#sometimes you gotta shitpost about the waifu
Explore tagged Tumblr posts
Text
Revolutionary Girl Utena Episode 4 Liveblog
Join us this week for discussions of time, projecting fantasies onto others, non-diegetic inserts, and “I didn’t realize this was going to be a hentai”
This episode starts with a flashforward structure, rather than a flashback to the fairytale. This is also our first two-part episode, which is something I might come back to later in the series -- every one of the Student Council gets a two-part duel at some point, most of which are in the third arc (Saionji becomes a prop for Wakaba’s story in the BRS), but Miki gets his in the very beginning. (I’m not sure what to do with Touga here, since he arguably gets two multi-part episodes, one in the first arc and one in the last arc.)

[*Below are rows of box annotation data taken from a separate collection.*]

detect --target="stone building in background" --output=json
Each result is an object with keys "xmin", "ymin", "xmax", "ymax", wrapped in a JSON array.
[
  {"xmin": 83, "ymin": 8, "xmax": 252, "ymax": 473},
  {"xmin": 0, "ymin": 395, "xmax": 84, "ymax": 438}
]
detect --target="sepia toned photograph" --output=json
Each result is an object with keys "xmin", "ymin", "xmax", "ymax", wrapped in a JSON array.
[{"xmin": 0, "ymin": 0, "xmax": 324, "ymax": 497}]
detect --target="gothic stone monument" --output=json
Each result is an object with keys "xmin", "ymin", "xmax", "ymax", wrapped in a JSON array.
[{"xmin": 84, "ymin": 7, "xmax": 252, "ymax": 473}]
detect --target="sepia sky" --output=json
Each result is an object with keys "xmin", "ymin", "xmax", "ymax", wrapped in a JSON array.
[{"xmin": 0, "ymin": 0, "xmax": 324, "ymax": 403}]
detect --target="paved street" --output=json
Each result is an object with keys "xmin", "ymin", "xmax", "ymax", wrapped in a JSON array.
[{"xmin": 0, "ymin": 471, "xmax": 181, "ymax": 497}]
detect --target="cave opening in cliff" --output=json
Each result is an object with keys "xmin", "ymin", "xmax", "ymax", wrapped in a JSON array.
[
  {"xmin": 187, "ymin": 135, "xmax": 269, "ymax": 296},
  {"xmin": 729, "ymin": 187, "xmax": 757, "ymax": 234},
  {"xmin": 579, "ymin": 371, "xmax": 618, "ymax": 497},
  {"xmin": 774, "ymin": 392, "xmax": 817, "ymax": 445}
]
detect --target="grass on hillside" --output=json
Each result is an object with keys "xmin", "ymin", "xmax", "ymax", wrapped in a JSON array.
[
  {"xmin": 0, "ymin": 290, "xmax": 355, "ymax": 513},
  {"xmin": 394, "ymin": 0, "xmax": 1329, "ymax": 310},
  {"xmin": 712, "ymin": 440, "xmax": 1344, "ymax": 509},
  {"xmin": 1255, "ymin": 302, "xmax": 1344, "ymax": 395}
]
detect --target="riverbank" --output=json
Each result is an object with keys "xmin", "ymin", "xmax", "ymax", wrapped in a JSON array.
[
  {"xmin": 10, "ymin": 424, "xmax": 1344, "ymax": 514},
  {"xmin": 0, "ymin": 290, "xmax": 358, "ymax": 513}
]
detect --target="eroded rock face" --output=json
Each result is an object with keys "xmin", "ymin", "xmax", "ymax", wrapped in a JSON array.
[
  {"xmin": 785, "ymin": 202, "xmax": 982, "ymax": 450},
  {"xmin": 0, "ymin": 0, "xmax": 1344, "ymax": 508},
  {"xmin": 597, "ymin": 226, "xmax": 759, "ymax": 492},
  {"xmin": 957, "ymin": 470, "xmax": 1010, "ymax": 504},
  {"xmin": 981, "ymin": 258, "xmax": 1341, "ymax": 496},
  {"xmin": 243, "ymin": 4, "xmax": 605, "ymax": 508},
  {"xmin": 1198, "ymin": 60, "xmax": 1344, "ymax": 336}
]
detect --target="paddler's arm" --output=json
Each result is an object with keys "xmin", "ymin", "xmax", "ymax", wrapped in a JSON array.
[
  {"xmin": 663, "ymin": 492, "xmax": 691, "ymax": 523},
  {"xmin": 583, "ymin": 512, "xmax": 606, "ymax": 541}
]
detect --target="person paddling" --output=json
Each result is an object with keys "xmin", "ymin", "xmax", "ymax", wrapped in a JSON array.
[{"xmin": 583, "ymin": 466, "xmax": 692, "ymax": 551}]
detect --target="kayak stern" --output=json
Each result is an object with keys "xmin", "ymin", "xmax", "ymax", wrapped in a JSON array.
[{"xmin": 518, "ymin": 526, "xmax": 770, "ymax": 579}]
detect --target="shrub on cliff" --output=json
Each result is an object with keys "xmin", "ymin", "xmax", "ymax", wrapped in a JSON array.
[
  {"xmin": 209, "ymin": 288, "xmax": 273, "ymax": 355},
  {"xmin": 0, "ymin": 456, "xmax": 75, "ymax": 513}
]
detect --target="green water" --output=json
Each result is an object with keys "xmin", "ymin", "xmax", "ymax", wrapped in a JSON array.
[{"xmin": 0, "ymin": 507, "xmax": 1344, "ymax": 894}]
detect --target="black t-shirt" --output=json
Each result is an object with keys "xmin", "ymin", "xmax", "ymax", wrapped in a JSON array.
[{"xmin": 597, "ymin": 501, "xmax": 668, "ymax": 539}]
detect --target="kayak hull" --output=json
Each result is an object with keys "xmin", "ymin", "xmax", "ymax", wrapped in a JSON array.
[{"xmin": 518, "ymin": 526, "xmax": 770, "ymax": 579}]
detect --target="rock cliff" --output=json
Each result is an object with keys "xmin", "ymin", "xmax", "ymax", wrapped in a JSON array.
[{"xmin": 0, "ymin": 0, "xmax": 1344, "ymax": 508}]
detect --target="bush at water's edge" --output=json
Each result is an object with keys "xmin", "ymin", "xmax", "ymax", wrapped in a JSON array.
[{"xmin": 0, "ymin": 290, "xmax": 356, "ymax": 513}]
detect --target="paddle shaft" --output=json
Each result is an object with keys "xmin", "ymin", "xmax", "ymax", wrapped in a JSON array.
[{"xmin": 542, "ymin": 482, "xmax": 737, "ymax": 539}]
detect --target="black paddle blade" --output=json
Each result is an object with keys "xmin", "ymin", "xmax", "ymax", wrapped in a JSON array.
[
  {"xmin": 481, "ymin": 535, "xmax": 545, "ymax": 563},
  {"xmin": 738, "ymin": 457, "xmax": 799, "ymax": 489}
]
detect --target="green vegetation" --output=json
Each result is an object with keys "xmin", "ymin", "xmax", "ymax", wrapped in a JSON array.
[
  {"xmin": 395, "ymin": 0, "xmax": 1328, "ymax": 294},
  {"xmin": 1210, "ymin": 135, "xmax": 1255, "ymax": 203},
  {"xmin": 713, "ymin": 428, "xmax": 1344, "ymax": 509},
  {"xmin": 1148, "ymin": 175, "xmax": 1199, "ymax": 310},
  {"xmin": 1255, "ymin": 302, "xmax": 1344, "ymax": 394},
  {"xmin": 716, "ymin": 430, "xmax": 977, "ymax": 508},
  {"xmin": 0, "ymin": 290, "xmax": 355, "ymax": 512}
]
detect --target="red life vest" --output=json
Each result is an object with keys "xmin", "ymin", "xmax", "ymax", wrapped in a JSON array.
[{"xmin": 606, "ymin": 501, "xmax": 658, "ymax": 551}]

Regardless, opening with letting us know that Utena will have to face Miki in the Dueling Arena is a unique choice here. No other characters get that kind of flashforward. I think that this happens for a few reasons. The kind of obvious, teaching you how to watch the show reason is that this is our first duel with someone other than Saionji, and we are being told by the series both that the characters aren’t what they seem at first glance (sweet, gentle Miki is shown to be possessive and antagonistic) and that we should, all along, not be taking these characters at face value. Having Miki challenge Utena to a duel without the flashforward would create a greater element of surprise, but surprise is not the motivating factor here -- rather, the show is telling us to look for clues as to how these characters are functioning. (I think that it also creates even more tension to know from the start of these two episodes that Miki will challenge Utena to a duel, since you are then anticipating what events could possibly lead up to it.)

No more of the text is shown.